L'autre conséquence concrète immédiate est le programme en cours pour Ariane 6 et Vega C. La solution de le remplacer n'est pas envisageable à nos yeux. En effet, un lanceur plus innovant et plus performant qu'Ariane 6 nécessiterait beaucoup de temps et ne pourrait vraisemblablement pas être développé avant la deuxième moitié de la décennie 2020. Les États-Unis et la Chine auront en outre accentué leur avance, tant dans les lanceurs que dans les autres domaines liés au spatial. Il faut donc poursuivre la réalisation le plus vite possible d'Ariane 6, car c'est la seule garantie pour maintenir des compétences, garantir l'accès indépendant à l'espace et poursuivre la réorganisation de la filière, qui est essentielle au-delà de la question du lanceur.
Pour autant, cela n'est pas contradictoire avec une évolution d'Ariane 6 à échéance rapprochée afin de garantir sa compétitivité dans la durée.

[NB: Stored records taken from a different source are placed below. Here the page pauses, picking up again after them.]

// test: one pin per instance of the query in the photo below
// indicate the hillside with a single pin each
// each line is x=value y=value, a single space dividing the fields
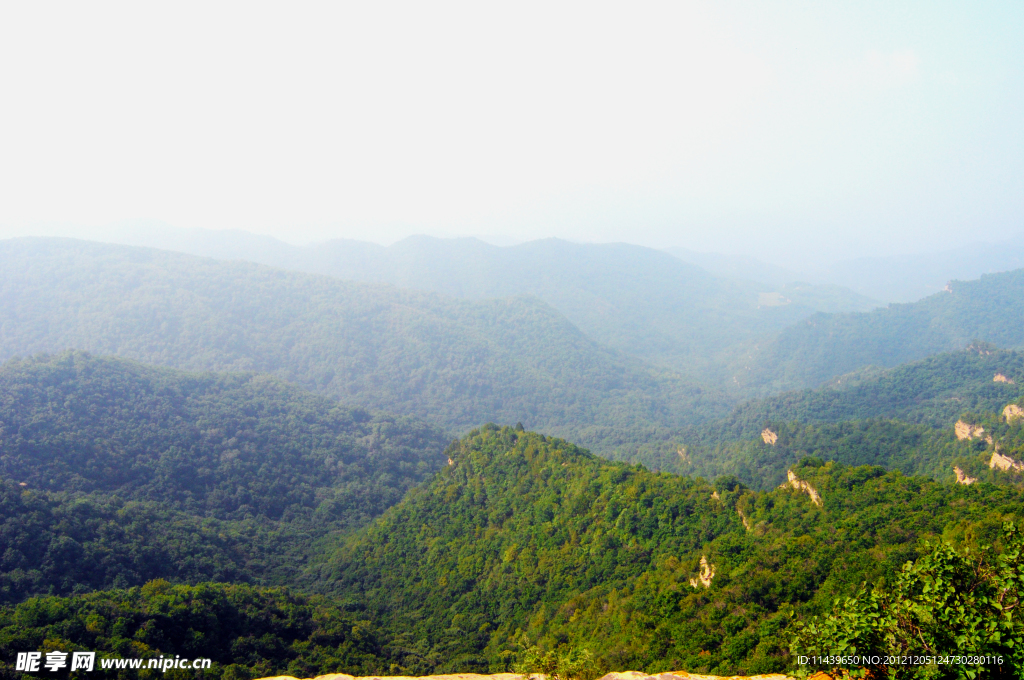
x=899 y=418
x=638 y=300
x=823 y=346
x=455 y=363
x=113 y=473
x=528 y=540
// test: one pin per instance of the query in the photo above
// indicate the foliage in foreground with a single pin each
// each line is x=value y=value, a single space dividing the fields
x=948 y=602
x=247 y=632
x=525 y=534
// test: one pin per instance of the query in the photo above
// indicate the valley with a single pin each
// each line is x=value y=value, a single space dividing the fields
x=309 y=474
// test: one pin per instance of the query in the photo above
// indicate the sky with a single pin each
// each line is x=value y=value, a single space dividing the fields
x=785 y=130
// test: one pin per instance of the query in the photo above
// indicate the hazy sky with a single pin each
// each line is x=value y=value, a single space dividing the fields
x=744 y=127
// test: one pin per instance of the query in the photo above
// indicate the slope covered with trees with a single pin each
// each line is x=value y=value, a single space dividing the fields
x=527 y=549
x=638 y=300
x=528 y=541
x=116 y=473
x=455 y=363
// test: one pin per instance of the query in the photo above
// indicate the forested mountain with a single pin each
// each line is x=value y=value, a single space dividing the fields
x=646 y=570
x=635 y=299
x=990 y=309
x=526 y=549
x=115 y=473
x=934 y=391
x=899 y=418
x=456 y=363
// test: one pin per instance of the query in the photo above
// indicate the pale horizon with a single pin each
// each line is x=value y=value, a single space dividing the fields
x=785 y=133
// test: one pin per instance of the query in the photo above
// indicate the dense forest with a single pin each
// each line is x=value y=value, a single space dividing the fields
x=273 y=517
x=527 y=547
x=455 y=363
x=116 y=473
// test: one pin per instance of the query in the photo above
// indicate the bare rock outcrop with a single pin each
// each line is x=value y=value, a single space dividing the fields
x=967 y=430
x=802 y=485
x=1012 y=413
x=963 y=478
x=702 y=579
x=1000 y=462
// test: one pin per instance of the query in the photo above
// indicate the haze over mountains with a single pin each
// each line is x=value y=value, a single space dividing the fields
x=414 y=555
x=635 y=299
x=453 y=362
x=886 y=278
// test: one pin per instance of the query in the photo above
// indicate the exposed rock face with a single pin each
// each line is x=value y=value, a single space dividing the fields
x=801 y=485
x=1000 y=462
x=962 y=478
x=968 y=431
x=627 y=675
x=1012 y=413
x=704 y=579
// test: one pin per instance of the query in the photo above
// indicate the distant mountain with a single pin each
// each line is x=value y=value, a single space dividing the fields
x=909 y=278
x=635 y=299
x=823 y=346
x=739 y=266
x=886 y=278
x=113 y=473
x=899 y=418
x=455 y=363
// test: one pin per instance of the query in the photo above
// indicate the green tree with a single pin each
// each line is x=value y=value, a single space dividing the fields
x=948 y=603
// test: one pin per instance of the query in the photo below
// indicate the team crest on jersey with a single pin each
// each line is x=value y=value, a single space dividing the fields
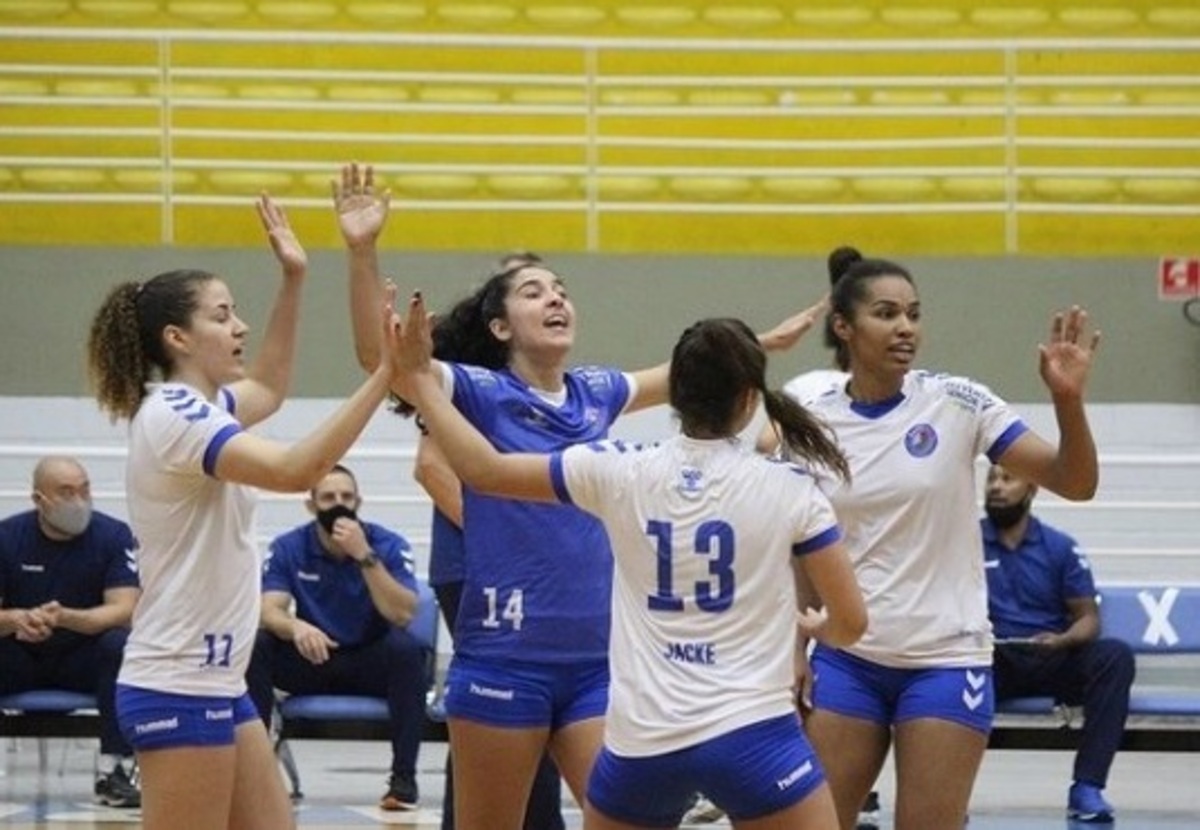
x=689 y=481
x=921 y=440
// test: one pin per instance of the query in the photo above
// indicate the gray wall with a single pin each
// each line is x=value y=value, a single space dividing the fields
x=983 y=317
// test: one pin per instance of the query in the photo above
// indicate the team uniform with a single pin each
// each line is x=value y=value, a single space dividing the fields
x=183 y=678
x=909 y=513
x=76 y=572
x=532 y=633
x=703 y=624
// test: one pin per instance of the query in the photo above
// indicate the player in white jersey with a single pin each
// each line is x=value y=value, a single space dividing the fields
x=204 y=756
x=708 y=540
x=921 y=677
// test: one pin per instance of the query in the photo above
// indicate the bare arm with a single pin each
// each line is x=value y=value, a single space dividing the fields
x=267 y=382
x=1072 y=469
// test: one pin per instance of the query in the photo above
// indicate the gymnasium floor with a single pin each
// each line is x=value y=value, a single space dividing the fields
x=341 y=782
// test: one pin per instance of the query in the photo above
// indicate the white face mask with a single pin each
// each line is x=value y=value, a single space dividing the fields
x=70 y=517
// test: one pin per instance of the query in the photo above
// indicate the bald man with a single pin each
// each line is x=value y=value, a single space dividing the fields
x=69 y=583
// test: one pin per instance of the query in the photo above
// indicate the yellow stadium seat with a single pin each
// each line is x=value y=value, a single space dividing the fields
x=639 y=96
x=96 y=88
x=445 y=94
x=150 y=180
x=924 y=18
x=628 y=187
x=550 y=96
x=975 y=188
x=1177 y=19
x=744 y=17
x=893 y=188
x=24 y=11
x=1095 y=18
x=807 y=190
x=711 y=188
x=1009 y=18
x=435 y=185
x=210 y=12
x=1164 y=190
x=1080 y=190
x=730 y=96
x=385 y=14
x=477 y=14
x=63 y=179
x=909 y=97
x=250 y=182
x=657 y=17
x=119 y=10
x=297 y=12
x=531 y=186
x=565 y=16
x=843 y=18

D'abord, et ce n'est un secret pour personne, le critère de retour géographique entraîne un choix par défaut qui n'est pas forcément celui de l'efficience. Un « reset » à la fois industriel et de gouvernance des programmes nous semble donc indispensable, qui implique, simultanément, de dénouer le lien aujourd'hui complètement rigide entre les deux, en confiant un leadership aux États les plus innovants sans exclure pour autant les autres des processus industriels. Cela implique de prévoir un soutien adapté pour faire « pivoter » en conséquence des industries dans certains États membres, en rééquilibrant si nécessaire les quotes-parts. Faute de temps, et parce que nous souhaitions d'abord voir dans quelle direction la tectonique des plaques semblait bouger au niveau des acteurs publics européens, nous ne nous sommes pas rendus en Allemagne et en Italie, qui sont les partenaires cruciaux de cette aventure commune qu'est le lanceur européen. À l'issue de ces auditions, après la ministérielle informelle de l'ESA du 25 octobre, après le Conseil Compétitivité Espace prévu le 30 novembre, il nous semble essentiel de poursuivre notre travail par un dialogue ouvert et attentif avec nos homologues allemands et italiens, ainsi que les autorités et experts de ces deux pays.

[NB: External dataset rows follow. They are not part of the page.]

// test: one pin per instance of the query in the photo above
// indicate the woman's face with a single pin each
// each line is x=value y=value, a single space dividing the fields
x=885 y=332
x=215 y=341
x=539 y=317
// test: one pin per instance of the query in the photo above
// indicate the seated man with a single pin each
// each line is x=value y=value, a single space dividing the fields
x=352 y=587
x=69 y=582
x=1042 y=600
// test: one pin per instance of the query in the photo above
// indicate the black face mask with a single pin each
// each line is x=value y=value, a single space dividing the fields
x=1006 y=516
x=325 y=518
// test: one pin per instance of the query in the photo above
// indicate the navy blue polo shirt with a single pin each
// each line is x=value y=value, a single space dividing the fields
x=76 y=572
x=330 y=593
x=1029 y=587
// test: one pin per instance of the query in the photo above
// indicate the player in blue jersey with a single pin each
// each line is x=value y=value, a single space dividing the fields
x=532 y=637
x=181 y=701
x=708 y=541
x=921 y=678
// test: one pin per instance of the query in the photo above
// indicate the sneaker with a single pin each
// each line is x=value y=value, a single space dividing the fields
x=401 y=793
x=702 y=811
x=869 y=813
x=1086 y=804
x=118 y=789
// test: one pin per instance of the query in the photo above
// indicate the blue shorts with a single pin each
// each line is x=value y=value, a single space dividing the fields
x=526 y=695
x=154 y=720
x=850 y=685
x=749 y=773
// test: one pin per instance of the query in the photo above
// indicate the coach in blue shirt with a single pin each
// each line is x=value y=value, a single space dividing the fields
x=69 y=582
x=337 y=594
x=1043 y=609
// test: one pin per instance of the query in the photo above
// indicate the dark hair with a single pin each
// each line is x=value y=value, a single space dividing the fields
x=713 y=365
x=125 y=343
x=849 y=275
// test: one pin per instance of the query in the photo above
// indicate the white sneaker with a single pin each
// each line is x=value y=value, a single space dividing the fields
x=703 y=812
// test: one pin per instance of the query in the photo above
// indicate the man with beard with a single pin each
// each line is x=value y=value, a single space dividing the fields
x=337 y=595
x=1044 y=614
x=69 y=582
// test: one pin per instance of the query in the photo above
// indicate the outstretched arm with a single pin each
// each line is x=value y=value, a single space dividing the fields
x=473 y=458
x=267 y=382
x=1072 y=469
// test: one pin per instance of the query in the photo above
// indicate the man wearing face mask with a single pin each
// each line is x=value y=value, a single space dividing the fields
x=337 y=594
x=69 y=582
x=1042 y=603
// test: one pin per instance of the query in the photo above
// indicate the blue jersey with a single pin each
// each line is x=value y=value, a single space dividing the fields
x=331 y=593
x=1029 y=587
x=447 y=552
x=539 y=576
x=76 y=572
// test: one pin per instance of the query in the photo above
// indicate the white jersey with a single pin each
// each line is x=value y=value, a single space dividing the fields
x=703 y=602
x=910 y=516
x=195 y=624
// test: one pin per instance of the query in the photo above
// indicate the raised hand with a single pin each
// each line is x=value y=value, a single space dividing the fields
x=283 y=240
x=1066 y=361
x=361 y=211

Ensuite, des choix relatifs à l'innovation technologique doivent être faits très rapidement. Le réutilisable est souvent considéré comme n'ayant que peu de sens dans le contexte européen de basse fréquence de lancement : il fait courir le risque de perte de compétences et d'atrophie de l'appareil industriel. Une réflexion sur ce thème fait sens si on l'analyse en termes de « briques technologiques », et elle est d'ailleurs en cours, une feuille de route technologique CNES-Industrie est en train d'être finalisée ; une note scientifique de l'Office parlementaire d'évaluation des choix scientifiques et technologiques sur les lanceurs spatiaux réutilisables est en cours de rédaction par notre collègue Jean-Luc Fugit.

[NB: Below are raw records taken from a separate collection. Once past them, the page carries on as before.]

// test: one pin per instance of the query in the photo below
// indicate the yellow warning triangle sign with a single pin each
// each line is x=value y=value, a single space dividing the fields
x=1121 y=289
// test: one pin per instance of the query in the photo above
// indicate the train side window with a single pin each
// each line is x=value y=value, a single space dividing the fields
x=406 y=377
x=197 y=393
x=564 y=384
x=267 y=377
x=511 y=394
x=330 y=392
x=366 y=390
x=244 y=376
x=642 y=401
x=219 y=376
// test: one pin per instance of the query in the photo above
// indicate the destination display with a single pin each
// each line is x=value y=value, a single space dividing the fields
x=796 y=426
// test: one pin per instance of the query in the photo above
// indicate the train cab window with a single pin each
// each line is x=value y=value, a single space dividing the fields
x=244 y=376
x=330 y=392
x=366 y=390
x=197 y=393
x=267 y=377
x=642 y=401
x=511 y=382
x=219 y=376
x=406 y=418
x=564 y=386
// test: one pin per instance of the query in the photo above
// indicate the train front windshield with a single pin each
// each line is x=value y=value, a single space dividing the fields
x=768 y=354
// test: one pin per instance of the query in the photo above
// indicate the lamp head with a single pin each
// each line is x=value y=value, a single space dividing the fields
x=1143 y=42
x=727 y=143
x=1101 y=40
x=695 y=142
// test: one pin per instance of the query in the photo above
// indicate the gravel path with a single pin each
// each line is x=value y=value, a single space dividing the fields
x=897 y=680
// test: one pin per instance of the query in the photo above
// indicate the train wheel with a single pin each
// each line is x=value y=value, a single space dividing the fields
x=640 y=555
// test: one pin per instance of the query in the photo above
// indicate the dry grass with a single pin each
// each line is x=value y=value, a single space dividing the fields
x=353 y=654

Nous n'allons pas ici privilégier une option technique plutôt qu'une autre ! Mais deux aspects en particulier ont retenu notre attention Le premier pose la question des financements. Il s'agit ici de mener de front deux programmes, et non plus un seul, alors que les ressources disponibles sont pour l'essentiel consacrées au programme Ariane 6 Vega C. Sauf à accepter d'attendre la fin du développement de ce programme, le choix d'une évolution (« Ariane 6+ ») implique d'accroître les financements tant publics que privés. L'Europe doit être capable de consolider Ariane 6 et d'investir en parallèle dans de nouvelles technologies.